Dopo l’esperienza al MAC Fest in quel di Cava dei Tirreni, Elisa Montone giovane artista di Castellabate, ritornerà nel territorio natio a raccontare attraverso la sua performance, il suo percorso artistico, in occasione del Festival dell’associazione culturale Spaziale che si terrà in Villa Matarazzo, il 27-28 Agosto, proprio in quel di Santa Maria di Castellabate. Festival che racchiude una due giorni che raccoglierà ogni forma di espressione culturale: musica, presentazione di libri e un live painting dove tra vari artisti sarà presente Elisa.
A tal proposito le proponiamo qualche domanda.
Elisa nei tuoi ritratti, nei tuoi paesaggi, ritroviamo una chiave di lettura introspettiva che proietta lo spettatore ad un’osservazione più intima e che abbia bisogno dei suoi tempi. Nella dinamicità del “live painting” dove l’opera prenderà vita di fronte allo spettatore stesso: cosa pensi possa esprimere a chi assisterà alla performance?

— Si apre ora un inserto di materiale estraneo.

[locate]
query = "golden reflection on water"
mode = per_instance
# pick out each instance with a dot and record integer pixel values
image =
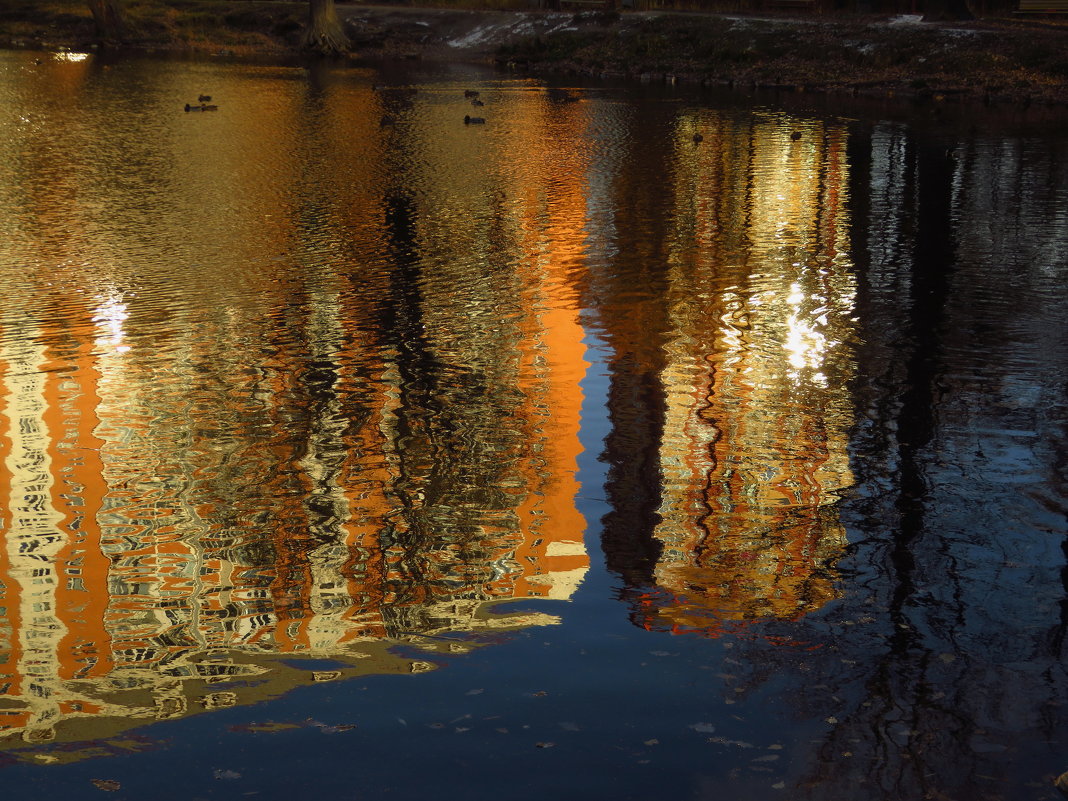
(758, 412)
(327, 399)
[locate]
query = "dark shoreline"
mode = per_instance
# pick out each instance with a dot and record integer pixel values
(1016, 62)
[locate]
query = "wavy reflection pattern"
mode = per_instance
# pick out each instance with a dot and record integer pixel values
(757, 411)
(366, 442)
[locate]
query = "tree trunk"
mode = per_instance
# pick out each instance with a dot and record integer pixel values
(108, 16)
(325, 33)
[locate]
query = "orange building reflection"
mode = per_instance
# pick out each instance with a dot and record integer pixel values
(754, 453)
(157, 544)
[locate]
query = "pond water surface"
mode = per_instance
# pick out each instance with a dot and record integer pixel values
(349, 451)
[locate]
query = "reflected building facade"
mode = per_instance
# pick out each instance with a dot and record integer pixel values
(755, 361)
(355, 469)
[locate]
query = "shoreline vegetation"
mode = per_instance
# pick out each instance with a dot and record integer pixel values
(1020, 60)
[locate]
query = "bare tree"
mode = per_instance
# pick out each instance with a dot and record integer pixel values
(108, 16)
(325, 33)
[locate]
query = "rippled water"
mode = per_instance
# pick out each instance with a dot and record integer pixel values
(727, 469)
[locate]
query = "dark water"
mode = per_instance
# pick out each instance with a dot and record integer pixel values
(560, 456)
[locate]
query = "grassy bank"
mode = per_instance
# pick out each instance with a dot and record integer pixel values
(1012, 60)
(990, 59)
(244, 27)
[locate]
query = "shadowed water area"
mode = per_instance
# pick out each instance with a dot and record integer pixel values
(348, 451)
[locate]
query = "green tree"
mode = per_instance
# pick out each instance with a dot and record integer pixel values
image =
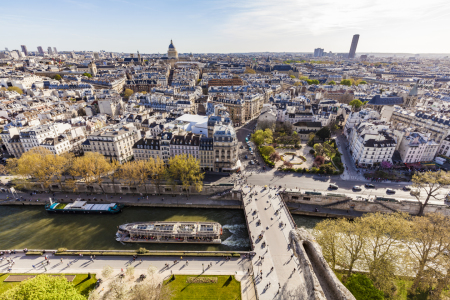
(43, 287)
(91, 168)
(430, 184)
(15, 89)
(311, 138)
(267, 150)
(81, 111)
(260, 137)
(355, 104)
(362, 288)
(186, 170)
(319, 149)
(324, 133)
(127, 93)
(428, 240)
(346, 82)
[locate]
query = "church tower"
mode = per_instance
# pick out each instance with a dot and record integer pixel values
(93, 69)
(172, 52)
(413, 96)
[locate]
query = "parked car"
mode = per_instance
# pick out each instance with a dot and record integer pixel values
(333, 187)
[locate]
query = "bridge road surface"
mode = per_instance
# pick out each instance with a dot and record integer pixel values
(235, 266)
(276, 252)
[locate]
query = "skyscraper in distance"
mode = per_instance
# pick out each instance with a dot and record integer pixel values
(24, 50)
(352, 52)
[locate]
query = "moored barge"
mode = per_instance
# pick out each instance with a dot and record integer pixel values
(170, 232)
(81, 207)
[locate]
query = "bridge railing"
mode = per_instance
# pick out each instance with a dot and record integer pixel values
(290, 218)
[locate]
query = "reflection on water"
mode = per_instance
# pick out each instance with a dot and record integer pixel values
(33, 227)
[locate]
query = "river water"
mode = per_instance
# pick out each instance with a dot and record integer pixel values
(32, 227)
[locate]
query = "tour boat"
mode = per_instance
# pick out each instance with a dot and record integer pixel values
(82, 207)
(170, 232)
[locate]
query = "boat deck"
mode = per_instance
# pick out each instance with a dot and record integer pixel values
(170, 232)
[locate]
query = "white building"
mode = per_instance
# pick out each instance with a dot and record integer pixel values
(416, 147)
(371, 143)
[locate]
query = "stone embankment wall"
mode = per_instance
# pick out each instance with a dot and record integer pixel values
(320, 281)
(347, 203)
(148, 189)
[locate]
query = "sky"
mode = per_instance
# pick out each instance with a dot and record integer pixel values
(227, 26)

In effetti non avevo pensato alla questione della dinamicità e pensandoci credo che la differenza stia proprio nel fatto che l’attenzione si sposti sul processo e non sul risultato. Quando viene osservato qualcosa di finito c’è silenzio; nel senso che ognuno cerca la propria emozione dall’interno tramite l’apposizione di unici filtri, con la costruzione in diretta tutto si sposta all’esterno, assume valore il gesto di realizzazione: l’osservatore diventa pure un poco attore di quello che sta succedendo perché in qualche modo è inglobato nel momento.
Il live painting diventa occasione quindi, per ritornare a vivere di arte, ristabilendo un incontro tra l’artista e lo spettatore: credi che il periodo pandemico possa aver cambiato la percezione in maniera significativa sia di chi ne sia creatore che di chi ne fruisca?
Si, il live painting credo sia proprio la boccata d’aria opportuna dopo le chiusure da pandemia, proprio perché unisce la creazione all’osservazione diventando una forma di partecipazione. Per quello che mi riguarda, tuttavia, il periodo pandemico è stato molto produttivo, non si direbbe, anche stimolante perché penso che un po’chiunque si sia concentrato su ciò che di bello abbiamo e facciamo. Quindi, benché sia cambiata la percezione e la fruizione dell’arte, per certi versi e per un po’ di tempo, era anche migliorata. Aggiungo che con le aperture mi sembra che le persone si siano di nuovo allontanate dall’interiorità.
Il lockdown ha intensificato la tua produzione artistica come mi stessi dicendo; oltre che nella mole di lavoro in sé, questo periodo così complesso abbia potuto incidere anche nel tuo approccio all’arte: sia in termini di realizzazione che in termini di contenuti delle tue opere?
Sicuramente il lockdown ha influenzato quello che ho prodotto, già solo per il fatto che mi viene più facile esprimere quello che sento quando sono angosciata piuttosto che quando sono serena. Poi certo avevo molto più tempo a disposizione e come me anche gli altri così da accorgersi maggiormente di ciò che tiravo fuori. È stata anche una scoperta quella di espormi sui social, sicché fino a prima della pandemia non era un mio modo di fare. Ho cercato ad ogni modo di provare a dire agli altri chi ero e cosa facevo e sto cercando di continuare a farlo.
La vetrina social ti ha dato visibilità e diminuito le distanze con chi ti abbia seguito, dando una maggiore interazione: nell’utilizzo che hai intensificato per raccontare il tuo percorso artistico, possibile riscontrare effetti collaterali in questa esposizione virtuale?
La vetrina social a me è servita e mi ha aiutato a credere in quello che faccio ma resto sempre dell’idea che l’arte, in qualsiasi forma, sia qualcosa che va vissuta da vicino. Nello specifico avere la concezione concreta del colore, della tecnica e della dimensione è sicuramente un modo più diretto di acquisire e sentire delle sensazioni tramite l’osservazione. L’effetto collaterale penso sia sicuramente una sorta di appiattimento e una specie di omologazione visiva. Tuttavia non sono proprio contro l’utilità che hanno i social nel rendere tutto più accessibile senza troppo sforzo e di raggiungere, comunque vada, un numero più vasto di persone.